The obvious issue is how do we find these distinctive regions in the first place. Given that no manual selection is possible, we rely upon an interest operator to identify a whole set of regions in the image, of which we hope a subset may be distinctive and thus potentially useful in representing the category. The particular interest operator we use is that of Kadir & Brady [Kadir]. It works by finding regions that are salient over both scale and location. Below are some motorbike images from our training set (we only show six but in reality we used hundreds). The output of the Kadir and Brady operator is shown. The red crosses indicate the centre of the region and the green circles indicate the radius.
We model three properties of the regions: location, scale and appearance. For location we take the centre of each region and it's radius gives the scale. The representation for appearance is a little more complicated. Taking each patch in turn, we first chop out a square around the centre at the appropriate scale. We then normalize the pixel intensities to give us invariance to differences in illumination. We the rescale the region to a small (typically 11x11) patch. This patch is then projected, using PCA into a 15-dimensional sub-space. This gives us a low-dimensional vector-space representation of appearance that we can model more easily than the original region.
We have now described how we represent the regions within the image. We now describe the generative probabilistic model we use to model their properties. Our model has a fixed number of parts (typically 5-7) which model the properties of regions on the object (the foreground model) and a clutter model which models the remaining regions in the background of the image. In the figure below, we show a toy 3 part model for faces:
The relative location of the parts is modeled by a joint Gaussian density. Translation and scale invariance is achieved by conditioning on the first part of the model. The remaining regions are assumed to occur uniformly and independently over the image, so are modeled with a uniform density.

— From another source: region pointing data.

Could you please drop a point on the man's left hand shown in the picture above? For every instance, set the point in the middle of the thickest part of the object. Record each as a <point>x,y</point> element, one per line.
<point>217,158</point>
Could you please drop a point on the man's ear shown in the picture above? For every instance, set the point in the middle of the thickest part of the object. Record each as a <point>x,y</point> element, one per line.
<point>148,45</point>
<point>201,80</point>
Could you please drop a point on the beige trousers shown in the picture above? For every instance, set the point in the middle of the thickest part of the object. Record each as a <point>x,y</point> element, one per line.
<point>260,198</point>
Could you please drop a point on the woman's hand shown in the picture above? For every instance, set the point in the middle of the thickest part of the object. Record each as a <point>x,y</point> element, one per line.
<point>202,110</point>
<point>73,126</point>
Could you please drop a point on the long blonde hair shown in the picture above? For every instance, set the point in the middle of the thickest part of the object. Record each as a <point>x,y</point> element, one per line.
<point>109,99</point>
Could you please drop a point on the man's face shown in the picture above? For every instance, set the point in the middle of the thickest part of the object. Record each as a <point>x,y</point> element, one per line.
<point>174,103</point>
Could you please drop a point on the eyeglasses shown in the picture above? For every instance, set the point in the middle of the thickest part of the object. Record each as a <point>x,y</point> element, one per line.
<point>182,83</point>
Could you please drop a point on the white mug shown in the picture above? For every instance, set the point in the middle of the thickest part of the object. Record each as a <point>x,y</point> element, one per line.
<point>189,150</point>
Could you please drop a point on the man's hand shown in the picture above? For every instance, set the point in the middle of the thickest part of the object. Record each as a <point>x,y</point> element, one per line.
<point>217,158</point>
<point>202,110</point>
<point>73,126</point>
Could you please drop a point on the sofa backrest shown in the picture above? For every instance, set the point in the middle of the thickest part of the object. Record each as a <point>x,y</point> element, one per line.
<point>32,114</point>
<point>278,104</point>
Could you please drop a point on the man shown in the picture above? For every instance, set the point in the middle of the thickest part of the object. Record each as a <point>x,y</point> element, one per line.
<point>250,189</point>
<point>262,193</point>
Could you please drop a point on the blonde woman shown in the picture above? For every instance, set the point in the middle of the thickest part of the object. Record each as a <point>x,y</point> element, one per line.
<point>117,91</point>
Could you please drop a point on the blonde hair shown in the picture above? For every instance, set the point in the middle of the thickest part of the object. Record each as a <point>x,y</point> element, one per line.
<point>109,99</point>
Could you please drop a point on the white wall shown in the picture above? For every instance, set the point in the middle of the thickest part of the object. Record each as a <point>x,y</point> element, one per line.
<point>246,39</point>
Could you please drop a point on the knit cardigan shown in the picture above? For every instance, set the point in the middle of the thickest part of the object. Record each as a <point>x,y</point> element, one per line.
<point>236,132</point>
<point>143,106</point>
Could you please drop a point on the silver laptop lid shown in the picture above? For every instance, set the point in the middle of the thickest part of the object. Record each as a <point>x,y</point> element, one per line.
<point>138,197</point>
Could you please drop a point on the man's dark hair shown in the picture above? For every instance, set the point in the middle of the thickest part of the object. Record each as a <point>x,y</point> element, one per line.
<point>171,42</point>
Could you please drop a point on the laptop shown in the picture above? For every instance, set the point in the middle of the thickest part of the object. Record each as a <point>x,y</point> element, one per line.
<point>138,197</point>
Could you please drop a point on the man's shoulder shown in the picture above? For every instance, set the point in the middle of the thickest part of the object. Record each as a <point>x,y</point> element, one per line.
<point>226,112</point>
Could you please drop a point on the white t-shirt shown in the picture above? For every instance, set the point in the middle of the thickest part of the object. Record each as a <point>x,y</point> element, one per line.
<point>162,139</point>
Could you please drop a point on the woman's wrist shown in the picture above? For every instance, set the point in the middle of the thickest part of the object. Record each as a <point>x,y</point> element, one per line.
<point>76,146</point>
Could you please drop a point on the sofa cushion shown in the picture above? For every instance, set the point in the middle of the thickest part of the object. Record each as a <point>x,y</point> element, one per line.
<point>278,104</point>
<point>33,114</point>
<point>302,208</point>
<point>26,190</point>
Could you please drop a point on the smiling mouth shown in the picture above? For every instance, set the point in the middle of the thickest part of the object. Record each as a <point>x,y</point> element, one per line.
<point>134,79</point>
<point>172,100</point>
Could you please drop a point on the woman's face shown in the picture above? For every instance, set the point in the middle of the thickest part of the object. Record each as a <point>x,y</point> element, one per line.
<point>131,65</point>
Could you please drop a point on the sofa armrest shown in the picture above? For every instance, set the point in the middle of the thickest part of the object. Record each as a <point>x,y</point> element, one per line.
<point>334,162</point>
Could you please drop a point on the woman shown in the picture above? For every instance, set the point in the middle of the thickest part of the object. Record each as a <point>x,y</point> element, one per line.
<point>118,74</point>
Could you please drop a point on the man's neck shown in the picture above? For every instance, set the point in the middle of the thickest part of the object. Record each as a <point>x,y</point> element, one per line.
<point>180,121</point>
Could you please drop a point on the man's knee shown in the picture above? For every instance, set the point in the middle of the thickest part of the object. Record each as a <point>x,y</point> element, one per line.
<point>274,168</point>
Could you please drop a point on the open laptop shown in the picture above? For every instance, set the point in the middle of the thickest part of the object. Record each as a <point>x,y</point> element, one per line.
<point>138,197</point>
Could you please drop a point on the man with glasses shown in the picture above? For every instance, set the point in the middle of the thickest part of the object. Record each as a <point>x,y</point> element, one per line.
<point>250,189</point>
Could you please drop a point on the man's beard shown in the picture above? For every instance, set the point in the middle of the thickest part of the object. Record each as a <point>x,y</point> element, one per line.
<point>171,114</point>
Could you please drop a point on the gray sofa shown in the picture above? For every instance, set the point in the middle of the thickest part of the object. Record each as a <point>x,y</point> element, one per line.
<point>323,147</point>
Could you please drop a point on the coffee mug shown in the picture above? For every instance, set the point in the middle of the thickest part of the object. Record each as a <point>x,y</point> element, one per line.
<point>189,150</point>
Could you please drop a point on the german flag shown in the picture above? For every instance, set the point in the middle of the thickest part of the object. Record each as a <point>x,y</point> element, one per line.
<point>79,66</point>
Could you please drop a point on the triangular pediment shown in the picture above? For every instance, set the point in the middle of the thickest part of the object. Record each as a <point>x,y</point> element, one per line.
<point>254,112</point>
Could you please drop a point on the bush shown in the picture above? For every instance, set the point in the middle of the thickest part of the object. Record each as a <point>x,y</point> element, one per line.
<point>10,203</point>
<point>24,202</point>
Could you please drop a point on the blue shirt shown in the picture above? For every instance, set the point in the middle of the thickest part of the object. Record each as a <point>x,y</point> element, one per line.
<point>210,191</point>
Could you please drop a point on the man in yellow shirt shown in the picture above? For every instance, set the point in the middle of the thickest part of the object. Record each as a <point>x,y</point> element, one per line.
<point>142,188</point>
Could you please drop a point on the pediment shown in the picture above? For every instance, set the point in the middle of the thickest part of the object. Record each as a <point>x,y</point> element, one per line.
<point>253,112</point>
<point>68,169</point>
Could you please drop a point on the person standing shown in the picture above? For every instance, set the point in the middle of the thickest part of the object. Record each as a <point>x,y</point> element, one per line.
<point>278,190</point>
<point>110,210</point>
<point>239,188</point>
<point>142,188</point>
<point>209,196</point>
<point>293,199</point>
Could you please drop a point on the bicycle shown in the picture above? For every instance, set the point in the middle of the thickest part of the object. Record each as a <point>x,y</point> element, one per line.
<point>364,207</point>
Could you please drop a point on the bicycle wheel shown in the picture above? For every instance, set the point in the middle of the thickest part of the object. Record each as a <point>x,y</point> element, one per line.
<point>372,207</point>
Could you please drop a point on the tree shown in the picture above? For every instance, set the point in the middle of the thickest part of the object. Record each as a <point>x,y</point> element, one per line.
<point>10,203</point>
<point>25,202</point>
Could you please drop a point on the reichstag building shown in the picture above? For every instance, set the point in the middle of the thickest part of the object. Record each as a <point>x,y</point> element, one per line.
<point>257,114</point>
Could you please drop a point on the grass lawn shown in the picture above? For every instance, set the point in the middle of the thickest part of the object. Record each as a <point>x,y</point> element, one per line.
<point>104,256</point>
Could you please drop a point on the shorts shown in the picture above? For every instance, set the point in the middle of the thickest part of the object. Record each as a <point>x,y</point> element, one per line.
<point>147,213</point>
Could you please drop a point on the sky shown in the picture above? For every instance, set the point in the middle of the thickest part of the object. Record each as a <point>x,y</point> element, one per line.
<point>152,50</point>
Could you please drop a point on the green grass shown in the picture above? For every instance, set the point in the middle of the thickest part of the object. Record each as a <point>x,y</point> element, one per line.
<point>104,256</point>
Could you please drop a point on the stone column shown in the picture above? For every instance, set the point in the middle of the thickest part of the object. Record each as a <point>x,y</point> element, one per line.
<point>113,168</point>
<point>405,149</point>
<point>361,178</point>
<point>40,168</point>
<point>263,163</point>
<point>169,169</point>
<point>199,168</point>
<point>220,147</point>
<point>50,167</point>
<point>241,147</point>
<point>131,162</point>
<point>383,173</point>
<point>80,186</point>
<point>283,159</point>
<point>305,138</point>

The appearance of each part is modeled by a Gaussian in the 15-dimensional PCA space. The intuition here is that similar looking patches will fall within a similar region of the space and can be modeled effectively by a Gaussian density. The background regions are also modeled by a fixed Gaussian density.
The scale of each part is also modeled by a Gaussian, with the background regions assumed to be distributed uniformly over scales.
To handle occlusion, we model the probability of each part being present.
Finally, we model the number of background detections expected in the image with a Poisson distribution.
My varying the parameters in this model we hope to be able to represent a wide range of object categories. In the next section, we consider how we might estimate the parameters that give a good representation of the category.
References:
Y. Amit and D. Geman. A computational model for visual selection. Neural Computation, 11(7):1691–1715, 1999.
P. Felzenszwalb and D. Huttenlocher. Pictorial structures for object recognition. In Proc. CVPR, pages 2066-2073, 2000.
M. Burl, M.Weber, and P. Perona. A probabilistic approach to object recognition using local photometry and global geometry. In Proc. ECCV, pages 628–641, 1998.
M. Weber, M. Welling, and P. Perona. Unsupervised learning of models for recognition. In Proc. ECCV, pages 18–32, 2000.